A Year-Round Blackbird Battle Plan
• Once conditions permit, destroy dry cattail areas (tillage, burning, or by other means) which could serve as roosting sites later on. Contact USDA Wildlife Services for spraying larger cattail wetlands. ND: 701-250-4405. SD: 605-224-8692
• At planting, consider north/south orientation if possible that may be less attractive for bird feeding.
• Get a jump on early-season weed control—weedy fields attract blackbirds.
• Keep weeds and insects under control, which attract blackbirds.
• Control cattails with herbicides after middle July.
• At bloom, disperse and repel birds that attempt to feed in sunflower fields with products such as boomers, guns, distress call recording, and BirdShield.
• Harvest as early as possible to avoid damage from migrating birds.
• Constantly monitor where blackbirds are roosting and if the wetland is large (10 or more acres) contact USDA Wildlife Services for larger-scale cattail management.
• Evaluate success of disperse and repel methods and products.
• With wetland water levels often lower, this can be a good time to cut, burn or disk cattail areas. (Wetlands located on federal or state property or under CRP may require permission from the appropriate agency. That's also the case with such acreage if to be sprayed under the APHIS program.)

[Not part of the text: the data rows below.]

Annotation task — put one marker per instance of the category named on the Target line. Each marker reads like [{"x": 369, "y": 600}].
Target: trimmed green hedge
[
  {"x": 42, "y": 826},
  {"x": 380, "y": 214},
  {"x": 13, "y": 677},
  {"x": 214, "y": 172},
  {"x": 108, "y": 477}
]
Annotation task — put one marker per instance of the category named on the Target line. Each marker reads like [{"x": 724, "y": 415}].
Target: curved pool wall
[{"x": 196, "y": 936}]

• If blackbirds have been a serious problem, try to locate the coming season's sunflower fields away from sloughs and other wetlands, if possible.
• Interested North and South Dakota landowners should contact their state office of USDA-APHIS Wildlife Services for information on enrolling acreage in the coming year's cattail management program, which may include the application of a labeled aquatic herbicide on cattail areas which harbor threatening populations of blackbirds.
• Evaluate blackbird control products and management options.
• If conditions allow, cut or burn cattail areas near future sunflower fields.